L’intérêt des États-Unis pour l’Amérique centrale n’est plus le même que dans les années 80, avec les guerres internes centraméricaines. Mais il faut reconnaître que la question migratoire – il y a plus d’un million de Honduriens sur les neuf millions du pays qui habitent aux États-Unis – est une question importante sur laquelle les États-Unis ont mis l’accent, la ralliant à la question politique, la question de la corruption endémique dans le pays… Pour autant ils ont été silencieux depuis l’arrivée du gouvernement Biden, en attendant de nouveaux résultats. C’est sans doute une opportunité pour eux, mais aussi un défi : Xiomara Castro a annoncé qu’en cas de victoire elle allait intensifier ses relations avec la Chine populaire, la Russie, et les alliés que j’évoquais en Amérique latine.
Xiomara Castro a promis de s’attaquer à la corruption. Est-ce qu’elle aura les mains libres si le reste du pays et les autres institutions sont encore gangrenées par cette corruption ?
Sa capacité d’action dépendra des possibles coalitions au sein du Parlement, et de la direction que prendront les relations internationales.
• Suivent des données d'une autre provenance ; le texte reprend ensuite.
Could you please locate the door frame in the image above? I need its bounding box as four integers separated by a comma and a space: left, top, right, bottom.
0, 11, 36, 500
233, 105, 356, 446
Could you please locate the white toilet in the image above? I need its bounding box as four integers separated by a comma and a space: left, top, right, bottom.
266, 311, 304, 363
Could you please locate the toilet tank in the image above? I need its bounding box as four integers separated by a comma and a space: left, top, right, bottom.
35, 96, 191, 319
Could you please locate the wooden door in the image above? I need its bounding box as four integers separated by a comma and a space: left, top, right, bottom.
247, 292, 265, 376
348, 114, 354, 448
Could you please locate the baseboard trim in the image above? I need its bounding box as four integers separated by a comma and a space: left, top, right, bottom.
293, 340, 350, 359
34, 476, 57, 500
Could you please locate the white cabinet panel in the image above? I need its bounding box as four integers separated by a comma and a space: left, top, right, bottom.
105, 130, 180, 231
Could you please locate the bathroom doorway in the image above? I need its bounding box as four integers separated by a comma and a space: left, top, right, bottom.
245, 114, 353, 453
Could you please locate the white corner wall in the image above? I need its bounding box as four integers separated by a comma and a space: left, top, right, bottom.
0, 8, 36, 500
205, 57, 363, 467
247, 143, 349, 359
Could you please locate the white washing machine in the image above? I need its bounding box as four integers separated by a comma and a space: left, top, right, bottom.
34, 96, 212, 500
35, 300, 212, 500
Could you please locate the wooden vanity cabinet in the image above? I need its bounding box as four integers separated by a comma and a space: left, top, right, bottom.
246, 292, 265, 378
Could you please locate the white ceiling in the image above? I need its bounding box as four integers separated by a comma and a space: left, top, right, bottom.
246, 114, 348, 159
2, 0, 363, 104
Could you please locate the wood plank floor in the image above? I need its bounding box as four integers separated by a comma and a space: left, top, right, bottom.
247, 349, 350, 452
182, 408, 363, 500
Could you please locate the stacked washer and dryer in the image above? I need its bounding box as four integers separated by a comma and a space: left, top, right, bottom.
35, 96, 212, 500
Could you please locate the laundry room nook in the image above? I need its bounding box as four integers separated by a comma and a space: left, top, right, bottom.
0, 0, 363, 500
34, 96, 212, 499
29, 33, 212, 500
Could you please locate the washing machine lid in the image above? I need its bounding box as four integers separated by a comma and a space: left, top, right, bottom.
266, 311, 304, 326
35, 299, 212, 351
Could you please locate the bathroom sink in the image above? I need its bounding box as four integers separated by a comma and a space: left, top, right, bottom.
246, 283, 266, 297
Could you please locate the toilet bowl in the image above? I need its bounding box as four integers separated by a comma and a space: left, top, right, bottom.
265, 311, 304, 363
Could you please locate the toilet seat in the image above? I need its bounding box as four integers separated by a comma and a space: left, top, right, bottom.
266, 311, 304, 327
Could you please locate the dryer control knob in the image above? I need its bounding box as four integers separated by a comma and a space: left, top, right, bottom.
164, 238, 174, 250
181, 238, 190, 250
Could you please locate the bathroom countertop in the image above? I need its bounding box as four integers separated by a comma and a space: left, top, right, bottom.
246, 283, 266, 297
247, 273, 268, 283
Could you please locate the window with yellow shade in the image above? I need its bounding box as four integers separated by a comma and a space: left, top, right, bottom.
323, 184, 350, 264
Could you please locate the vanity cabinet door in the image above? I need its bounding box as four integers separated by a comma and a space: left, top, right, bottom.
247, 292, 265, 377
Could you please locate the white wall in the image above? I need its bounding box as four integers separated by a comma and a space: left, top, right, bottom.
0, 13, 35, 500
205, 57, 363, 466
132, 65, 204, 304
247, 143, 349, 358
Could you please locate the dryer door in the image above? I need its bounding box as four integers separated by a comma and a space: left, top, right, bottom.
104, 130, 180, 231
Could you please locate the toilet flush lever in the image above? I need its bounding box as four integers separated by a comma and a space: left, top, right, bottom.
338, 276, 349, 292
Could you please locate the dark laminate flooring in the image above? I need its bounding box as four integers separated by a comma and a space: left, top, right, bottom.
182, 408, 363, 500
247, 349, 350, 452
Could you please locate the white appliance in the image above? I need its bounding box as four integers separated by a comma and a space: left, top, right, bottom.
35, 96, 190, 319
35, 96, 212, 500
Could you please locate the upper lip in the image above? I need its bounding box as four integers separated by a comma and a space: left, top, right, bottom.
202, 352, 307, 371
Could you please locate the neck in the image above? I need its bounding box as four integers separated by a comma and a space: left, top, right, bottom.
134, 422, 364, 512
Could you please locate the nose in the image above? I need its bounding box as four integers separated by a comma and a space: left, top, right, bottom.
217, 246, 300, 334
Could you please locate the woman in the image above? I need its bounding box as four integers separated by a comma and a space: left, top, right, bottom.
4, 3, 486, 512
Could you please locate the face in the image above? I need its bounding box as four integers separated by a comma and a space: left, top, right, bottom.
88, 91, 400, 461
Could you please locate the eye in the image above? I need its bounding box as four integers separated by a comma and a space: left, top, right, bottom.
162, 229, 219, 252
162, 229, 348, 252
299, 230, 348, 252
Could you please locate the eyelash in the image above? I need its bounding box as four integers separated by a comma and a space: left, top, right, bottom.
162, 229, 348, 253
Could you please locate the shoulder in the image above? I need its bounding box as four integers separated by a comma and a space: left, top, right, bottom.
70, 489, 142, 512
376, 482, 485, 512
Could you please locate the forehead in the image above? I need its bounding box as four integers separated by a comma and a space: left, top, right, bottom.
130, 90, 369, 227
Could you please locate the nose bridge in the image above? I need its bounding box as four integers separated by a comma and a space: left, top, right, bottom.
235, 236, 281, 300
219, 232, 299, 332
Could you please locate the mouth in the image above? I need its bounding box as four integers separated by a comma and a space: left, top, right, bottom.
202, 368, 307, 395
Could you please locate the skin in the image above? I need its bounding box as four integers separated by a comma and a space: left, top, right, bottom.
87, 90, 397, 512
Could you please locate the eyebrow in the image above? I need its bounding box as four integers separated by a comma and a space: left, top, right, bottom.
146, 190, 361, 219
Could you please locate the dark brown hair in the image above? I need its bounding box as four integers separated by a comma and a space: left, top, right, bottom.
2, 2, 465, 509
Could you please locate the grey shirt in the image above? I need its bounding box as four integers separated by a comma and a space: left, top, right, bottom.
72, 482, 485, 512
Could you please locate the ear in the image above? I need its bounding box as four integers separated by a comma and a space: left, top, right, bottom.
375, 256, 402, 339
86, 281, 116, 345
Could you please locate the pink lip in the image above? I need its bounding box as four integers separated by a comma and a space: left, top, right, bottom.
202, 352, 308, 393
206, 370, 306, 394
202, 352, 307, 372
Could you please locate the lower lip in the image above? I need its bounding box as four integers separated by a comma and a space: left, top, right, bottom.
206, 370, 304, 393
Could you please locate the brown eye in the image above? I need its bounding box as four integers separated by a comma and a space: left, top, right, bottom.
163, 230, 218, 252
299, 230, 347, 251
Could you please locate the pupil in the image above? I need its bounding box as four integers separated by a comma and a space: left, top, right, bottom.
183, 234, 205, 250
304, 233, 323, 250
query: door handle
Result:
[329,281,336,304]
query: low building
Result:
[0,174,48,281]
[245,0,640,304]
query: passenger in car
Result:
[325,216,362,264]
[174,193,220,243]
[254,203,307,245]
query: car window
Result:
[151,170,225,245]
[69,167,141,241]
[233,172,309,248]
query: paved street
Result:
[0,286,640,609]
Il faut dire que la culture politique dominante, dans laquelle elle est elle-même aussi imbriquée, est celle de la corruption et de l’inefficacité. Son mari étant une des figures les plus importantes de cette manière de faire de la politique, avec des relations clientélistes, du favoritisme… On est dans un pays où, si l’ensemble des acteurs politiques font preuve de velléités démocratiques, la pratique en réalité est toute autre. L’État est perçu comme le butin des vainqueurs, et la carrière politique et l’accès à la fonction publique en général répondent surtout à cette volonté d’obtenir un poste et d’enrichir ses proches.
À propos du président sortant, est-ce qu’il pourrait y avoir une demande d’extradition vers les États-Unis ?
Oui, il pourrait éventuellement y en avoir une. Ce qui complique l’affaire c’est que la Cour suprême des États-Unis a souvent une posture différente de l’exécutif. Tout de même, selon la presse locale et les rumeurs au sein de la société civile, Hernandez est déjà en en train de prévoir un exil, que ce soit en Israël, un de ses plus proches alliés, où au Nicaragua voisin.